Anyway, despite the fact that everyone who else who came here while we were still using paper charting a while back was appalled that we were so provincial and dated, this guy, who is allegedly a seasoned nurse, seems to be terrified of our computer charting. Since all but a handful of our portable computers broke within the first 2 weeks of getting them, it's not uncommon for us to use a piece of scratch paper while getting an ambulance started and put all the information in the computer later, key statement being put the information in the computer later.
If a patient has gotten there within an hour before shift change, this guy writes a bunch of shit in random places on a blank piece of printer paper and then hands it to you during report like, yeah, here's my assessment, bye. So, not only are you stuck with all the other crap he inevitably leaves you, but his charting too. It's whatever to me- I just collect all the information myself and put it in when I triaged the damn patient, because I don't really have time to sit down and decipher this Son of Sam looking shit that is supposed to be nursing notes.
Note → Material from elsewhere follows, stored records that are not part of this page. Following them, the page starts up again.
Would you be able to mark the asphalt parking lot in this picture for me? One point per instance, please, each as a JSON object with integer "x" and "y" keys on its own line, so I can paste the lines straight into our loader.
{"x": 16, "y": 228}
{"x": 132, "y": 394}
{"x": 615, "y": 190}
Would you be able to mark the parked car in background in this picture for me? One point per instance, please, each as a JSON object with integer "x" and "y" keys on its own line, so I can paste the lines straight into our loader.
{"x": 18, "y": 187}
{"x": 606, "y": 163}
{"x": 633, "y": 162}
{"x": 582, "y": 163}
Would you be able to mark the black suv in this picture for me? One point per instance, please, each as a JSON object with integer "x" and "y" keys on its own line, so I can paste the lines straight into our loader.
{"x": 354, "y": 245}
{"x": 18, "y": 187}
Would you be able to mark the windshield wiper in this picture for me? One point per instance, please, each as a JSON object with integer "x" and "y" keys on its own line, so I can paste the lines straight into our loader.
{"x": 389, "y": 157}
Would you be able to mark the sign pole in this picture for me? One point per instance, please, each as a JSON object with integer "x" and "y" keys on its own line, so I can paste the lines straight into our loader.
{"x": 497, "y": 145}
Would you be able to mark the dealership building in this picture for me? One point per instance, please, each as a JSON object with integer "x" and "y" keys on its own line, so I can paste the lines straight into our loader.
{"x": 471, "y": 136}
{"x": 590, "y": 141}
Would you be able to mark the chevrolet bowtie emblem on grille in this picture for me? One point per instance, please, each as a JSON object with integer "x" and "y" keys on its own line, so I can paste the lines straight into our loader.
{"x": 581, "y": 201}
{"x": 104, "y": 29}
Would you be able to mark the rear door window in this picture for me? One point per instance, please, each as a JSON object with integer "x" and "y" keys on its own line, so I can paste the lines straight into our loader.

I got some time to look over some of this charting (?) the other day when I was helping a friend catch up, and it was pretty amusing. Among the vital signs and medical history, there were all these notes- I'm guessing observations or reports from EMS, one of which read "pt is tacky".
Tacky? Please elaborate, sir. Were you referring to her attitude or her manner of dress? I mean, she wasn't super cooperative, but I'm pretty sure the nursing home dressed her, so you should at least give her a pass on wearing a nightgown this early in the day. Certainly not any more People of Wal-Mart worthy than any of our other patients. Oh... did you mean "tachy?" Oh, okay. Yeah, maybe the avoiding putting stuff in the permanent medical record route is your best bet when possible.